JAKARTA - Modifikasi format debat calon presiden (capres) dan calon wakil presiden (cawapres) menjelang Pilpres 2024 disebut pengamat politik memunculkan dugaan masyarakat tentang adanya upaya melindungi kelemahan salah satu pasangan calon.
Polemik atas format debat ini juga disebut sebagai residu dari putusan MK yang kontroversial tentang batas usia.
Peneliti senior pusat riset politik Badan Riset dan Inovasi Nasional (BRIN), Firman Noor, menduga bahwa perubahan format debat capres dan cawapres sangat kental dengan nuansa untuk melindungi kelemahan cawapres nomor urut dua, yaitu Gibran Rakabuming Raka, yang disebut minim pengalaman.
Modifikasi format debat capres-cawapres bukan hal yang baru. Pada 2019, menurut pengamat pemilu Titi Anggraini, pelaksanaan debat tidak sesuai dengan UU Pemilu.
Namun, hal itu tidak menimbulkan polemik karena setiap pasangan calon (paslon) setuju dan publik tidak menaruh curiga.
Hal itu berbeda menjelang Pilpres 2024 karena, kata Titi, modifikasi debat memunculkan dugaan adanya upaya untuk menguntungkan paslon tertentu.

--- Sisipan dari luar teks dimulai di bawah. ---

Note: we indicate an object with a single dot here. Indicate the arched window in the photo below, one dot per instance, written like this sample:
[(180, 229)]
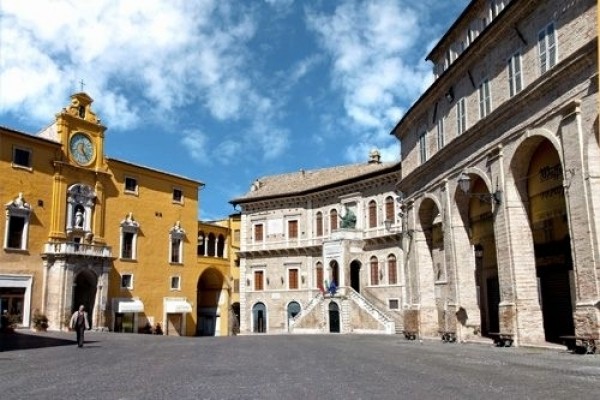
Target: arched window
[(372, 214), (374, 271), (18, 213), (129, 233), (333, 220), (201, 243), (177, 234), (319, 224), (389, 209), (211, 245), (392, 271), (220, 246), (293, 309)]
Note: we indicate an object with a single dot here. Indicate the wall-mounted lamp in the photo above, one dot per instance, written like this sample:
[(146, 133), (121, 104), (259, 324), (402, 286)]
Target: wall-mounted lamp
[(478, 251), (464, 182), (388, 224), (450, 95)]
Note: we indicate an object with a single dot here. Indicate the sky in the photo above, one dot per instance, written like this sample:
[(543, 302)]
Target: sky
[(224, 91)]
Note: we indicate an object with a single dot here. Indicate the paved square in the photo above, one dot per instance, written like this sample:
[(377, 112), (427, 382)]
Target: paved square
[(131, 366)]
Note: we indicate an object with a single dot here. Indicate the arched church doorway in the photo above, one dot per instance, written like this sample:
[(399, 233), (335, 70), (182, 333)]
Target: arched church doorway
[(293, 310), (355, 275), (259, 318), (334, 318), (334, 273), (551, 241), (210, 290), (84, 292)]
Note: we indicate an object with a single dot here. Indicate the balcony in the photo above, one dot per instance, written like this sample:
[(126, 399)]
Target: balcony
[(77, 249)]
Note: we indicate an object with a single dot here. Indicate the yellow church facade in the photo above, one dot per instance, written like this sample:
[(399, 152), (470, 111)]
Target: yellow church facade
[(121, 239)]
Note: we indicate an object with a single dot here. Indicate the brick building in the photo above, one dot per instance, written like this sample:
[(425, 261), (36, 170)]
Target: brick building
[(500, 167)]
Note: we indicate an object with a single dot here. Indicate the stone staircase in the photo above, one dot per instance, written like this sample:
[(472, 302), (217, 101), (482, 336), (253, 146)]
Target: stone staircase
[(388, 323), (315, 301)]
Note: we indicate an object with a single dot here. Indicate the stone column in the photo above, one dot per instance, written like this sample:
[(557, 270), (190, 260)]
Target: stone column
[(578, 195), (519, 311)]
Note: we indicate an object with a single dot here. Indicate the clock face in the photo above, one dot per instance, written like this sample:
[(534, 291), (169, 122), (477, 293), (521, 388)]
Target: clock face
[(82, 149)]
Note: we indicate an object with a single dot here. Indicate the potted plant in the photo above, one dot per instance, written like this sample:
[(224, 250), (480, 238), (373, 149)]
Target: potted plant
[(9, 322), (40, 321)]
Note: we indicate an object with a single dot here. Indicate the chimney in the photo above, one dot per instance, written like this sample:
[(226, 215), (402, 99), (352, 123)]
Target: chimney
[(374, 157)]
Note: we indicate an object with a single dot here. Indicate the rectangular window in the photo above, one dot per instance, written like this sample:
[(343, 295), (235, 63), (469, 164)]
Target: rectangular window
[(21, 157), (515, 82), (333, 220), (461, 116), (485, 100), (392, 272), (293, 229), (175, 283), (547, 48), (176, 250), (127, 248), (258, 280), (258, 233), (177, 196), (319, 277), (440, 132), (130, 185), (293, 278), (423, 146), (127, 281), (16, 227)]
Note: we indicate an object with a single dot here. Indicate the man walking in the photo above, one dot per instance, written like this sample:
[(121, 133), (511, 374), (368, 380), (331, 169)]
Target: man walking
[(80, 323)]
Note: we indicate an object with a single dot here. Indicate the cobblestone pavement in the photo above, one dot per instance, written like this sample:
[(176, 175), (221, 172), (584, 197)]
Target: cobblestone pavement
[(131, 366)]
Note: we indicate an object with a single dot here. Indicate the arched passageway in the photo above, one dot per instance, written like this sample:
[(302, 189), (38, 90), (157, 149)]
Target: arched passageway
[(334, 318)]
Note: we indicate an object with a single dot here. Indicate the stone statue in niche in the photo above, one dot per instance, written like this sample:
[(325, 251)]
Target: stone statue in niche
[(78, 219), (349, 219)]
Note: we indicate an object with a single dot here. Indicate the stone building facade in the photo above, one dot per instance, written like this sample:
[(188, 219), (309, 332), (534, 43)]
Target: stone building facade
[(122, 239), (319, 251), (500, 167)]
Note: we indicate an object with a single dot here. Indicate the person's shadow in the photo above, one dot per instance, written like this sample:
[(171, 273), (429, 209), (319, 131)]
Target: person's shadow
[(24, 341)]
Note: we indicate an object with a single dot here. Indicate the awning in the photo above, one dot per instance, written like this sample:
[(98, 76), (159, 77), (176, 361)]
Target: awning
[(175, 306), (130, 305)]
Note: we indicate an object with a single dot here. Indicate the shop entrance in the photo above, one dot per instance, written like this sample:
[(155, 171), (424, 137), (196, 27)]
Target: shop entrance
[(334, 318), (551, 240), (355, 275)]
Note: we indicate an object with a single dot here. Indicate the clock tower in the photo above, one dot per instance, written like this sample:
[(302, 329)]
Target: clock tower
[(81, 133)]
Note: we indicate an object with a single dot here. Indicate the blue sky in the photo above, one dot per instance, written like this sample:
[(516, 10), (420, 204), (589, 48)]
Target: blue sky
[(224, 91)]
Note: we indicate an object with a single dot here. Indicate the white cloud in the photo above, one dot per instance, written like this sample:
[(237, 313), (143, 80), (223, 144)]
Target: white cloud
[(196, 144), (376, 65)]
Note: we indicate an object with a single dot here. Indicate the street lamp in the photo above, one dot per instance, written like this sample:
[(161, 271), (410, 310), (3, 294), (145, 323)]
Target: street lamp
[(464, 182)]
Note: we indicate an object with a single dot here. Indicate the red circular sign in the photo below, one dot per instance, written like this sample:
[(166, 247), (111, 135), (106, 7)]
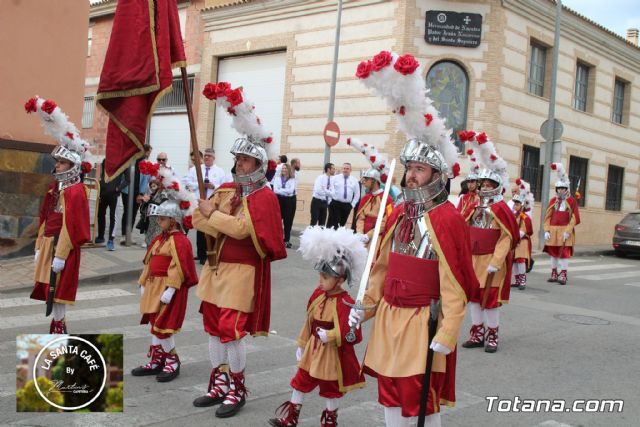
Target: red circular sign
[(331, 134)]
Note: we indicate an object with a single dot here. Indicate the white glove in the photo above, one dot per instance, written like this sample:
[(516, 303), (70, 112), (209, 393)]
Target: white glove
[(437, 347), (167, 295), (322, 334), (57, 265), (356, 317)]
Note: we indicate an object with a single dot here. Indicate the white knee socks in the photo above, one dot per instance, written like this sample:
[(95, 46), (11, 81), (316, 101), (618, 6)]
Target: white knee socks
[(59, 310), (237, 353), (476, 313)]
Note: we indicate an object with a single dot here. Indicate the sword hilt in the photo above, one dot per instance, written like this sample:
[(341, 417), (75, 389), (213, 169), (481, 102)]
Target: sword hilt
[(350, 337)]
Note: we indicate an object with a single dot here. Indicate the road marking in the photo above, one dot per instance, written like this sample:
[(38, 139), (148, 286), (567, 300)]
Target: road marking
[(609, 276), (80, 296), (74, 316)]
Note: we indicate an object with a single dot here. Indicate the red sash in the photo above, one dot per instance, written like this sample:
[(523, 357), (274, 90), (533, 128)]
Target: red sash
[(560, 218), (53, 224), (411, 281), (239, 252), (158, 265), (483, 240)]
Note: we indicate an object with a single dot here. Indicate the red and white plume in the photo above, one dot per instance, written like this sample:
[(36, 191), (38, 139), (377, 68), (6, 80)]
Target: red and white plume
[(242, 111), (398, 79), (485, 152), (525, 189), (377, 160), (56, 123)]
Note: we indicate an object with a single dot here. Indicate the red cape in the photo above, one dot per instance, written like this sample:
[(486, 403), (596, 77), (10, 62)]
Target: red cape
[(265, 224), (144, 46), (573, 205), (350, 375), (447, 223)]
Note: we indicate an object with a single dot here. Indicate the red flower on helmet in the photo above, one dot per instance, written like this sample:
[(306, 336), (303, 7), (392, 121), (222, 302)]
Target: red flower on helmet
[(85, 167), (381, 60), (455, 169), (364, 69), (406, 64), (31, 106), (466, 135), (186, 222), (48, 106), (235, 97), (428, 118)]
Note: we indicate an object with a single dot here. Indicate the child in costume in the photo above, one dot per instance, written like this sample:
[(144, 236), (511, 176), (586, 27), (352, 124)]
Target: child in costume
[(168, 274), (325, 359)]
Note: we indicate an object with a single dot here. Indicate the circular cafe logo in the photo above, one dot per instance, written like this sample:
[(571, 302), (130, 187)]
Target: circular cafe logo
[(84, 373)]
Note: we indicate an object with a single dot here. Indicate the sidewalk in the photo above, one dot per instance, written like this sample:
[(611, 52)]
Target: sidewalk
[(125, 263), (96, 265)]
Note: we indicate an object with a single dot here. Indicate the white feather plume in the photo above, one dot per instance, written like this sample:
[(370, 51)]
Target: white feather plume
[(416, 115), (324, 244), (58, 125)]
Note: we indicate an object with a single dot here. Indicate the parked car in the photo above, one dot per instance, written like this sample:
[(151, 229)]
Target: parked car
[(626, 237)]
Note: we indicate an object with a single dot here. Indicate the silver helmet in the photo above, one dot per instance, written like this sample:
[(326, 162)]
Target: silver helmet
[(492, 176), (169, 208)]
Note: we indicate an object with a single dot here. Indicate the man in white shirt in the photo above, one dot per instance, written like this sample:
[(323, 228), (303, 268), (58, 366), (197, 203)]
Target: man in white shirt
[(345, 199), (213, 177), (323, 189)]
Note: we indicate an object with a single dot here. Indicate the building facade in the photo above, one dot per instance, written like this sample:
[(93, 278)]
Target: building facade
[(281, 52)]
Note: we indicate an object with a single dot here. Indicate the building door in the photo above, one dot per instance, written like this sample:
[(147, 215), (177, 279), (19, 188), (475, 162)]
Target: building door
[(262, 79)]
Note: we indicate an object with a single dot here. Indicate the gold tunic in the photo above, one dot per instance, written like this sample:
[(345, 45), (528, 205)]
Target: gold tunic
[(227, 285)]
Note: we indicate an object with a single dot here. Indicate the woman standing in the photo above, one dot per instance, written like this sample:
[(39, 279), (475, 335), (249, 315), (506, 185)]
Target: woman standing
[(285, 187)]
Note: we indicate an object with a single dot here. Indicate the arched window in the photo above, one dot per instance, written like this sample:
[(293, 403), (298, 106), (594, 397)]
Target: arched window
[(448, 86)]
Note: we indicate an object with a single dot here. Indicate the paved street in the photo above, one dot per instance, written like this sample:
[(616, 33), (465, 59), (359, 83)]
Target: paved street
[(574, 342)]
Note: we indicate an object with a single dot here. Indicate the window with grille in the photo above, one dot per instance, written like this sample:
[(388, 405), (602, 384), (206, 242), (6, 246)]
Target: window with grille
[(614, 188), (87, 112), (578, 167), (531, 169), (618, 101), (537, 68), (582, 84), (174, 101), (448, 86)]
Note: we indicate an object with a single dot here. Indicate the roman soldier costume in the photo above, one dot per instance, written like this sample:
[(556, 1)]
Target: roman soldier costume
[(169, 272), (246, 231), (325, 358), (494, 235), (64, 215), (522, 203), (560, 220), (424, 257), (369, 205)]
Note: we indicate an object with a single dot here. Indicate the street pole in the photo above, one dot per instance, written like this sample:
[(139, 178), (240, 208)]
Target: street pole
[(550, 141), (334, 72)]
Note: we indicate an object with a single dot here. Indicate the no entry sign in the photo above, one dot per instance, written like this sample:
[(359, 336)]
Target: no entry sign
[(331, 134)]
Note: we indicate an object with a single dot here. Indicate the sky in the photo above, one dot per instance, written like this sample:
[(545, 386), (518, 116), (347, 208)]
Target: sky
[(615, 15)]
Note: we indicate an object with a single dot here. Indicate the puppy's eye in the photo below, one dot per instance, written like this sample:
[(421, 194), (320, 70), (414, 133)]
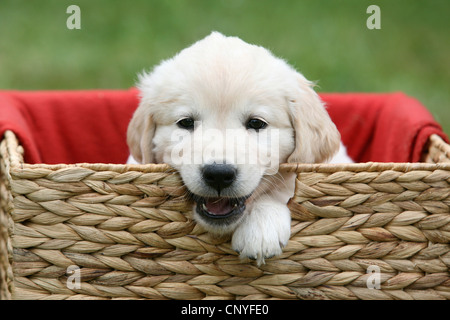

Sementara itu, Gibran mengatakan bahwa perubahan format debat tidak menguntungkan siapapun, termasuk dirinya.
"Enggak, enggak menguntungkan, sama aja," kata Gibran seusai blusukan di Pasar Rawasari, Jakarta Pusat, Minggu (3/12).
Senada, Juru Bicara Tim Kampanye Nasional (TKN) Prabowo-Gibran, Herzaky Mahendra Putra, menegaskan bahwa “Prabowo-Gibran adalah satu-satunya paslon, baik capres maupun cawapresnya, yang pernah mengikuti debat kandidat dalam pemilihan umum langsung... Jadi, kalau ada yang menyebar hoaks atau kebohongan kami takut debat masing-masing, sepertinya salah arah.”
Sebelumnya, Komisi Pemilihan Umum (KPU) menyatakan akan menyelenggarakan lima agenda debat, dengan rincian tiga kali debat untuk capres dan dua kali debat cawapres.
Masing-masing capres dan cawapres akan sama-sama naik ke panggung dalam setiap debat.
Perbedannya, kata Ketua KPU RI Hasyim Asy'ari, pada Kamis 30 November 2023, terletak pada agenda debat. Jika agenda debat capres, maka proporsi bicara capres akan lebih banyak dibanding cawapres, dan begitu pula sebaliknya saat debat cawapres.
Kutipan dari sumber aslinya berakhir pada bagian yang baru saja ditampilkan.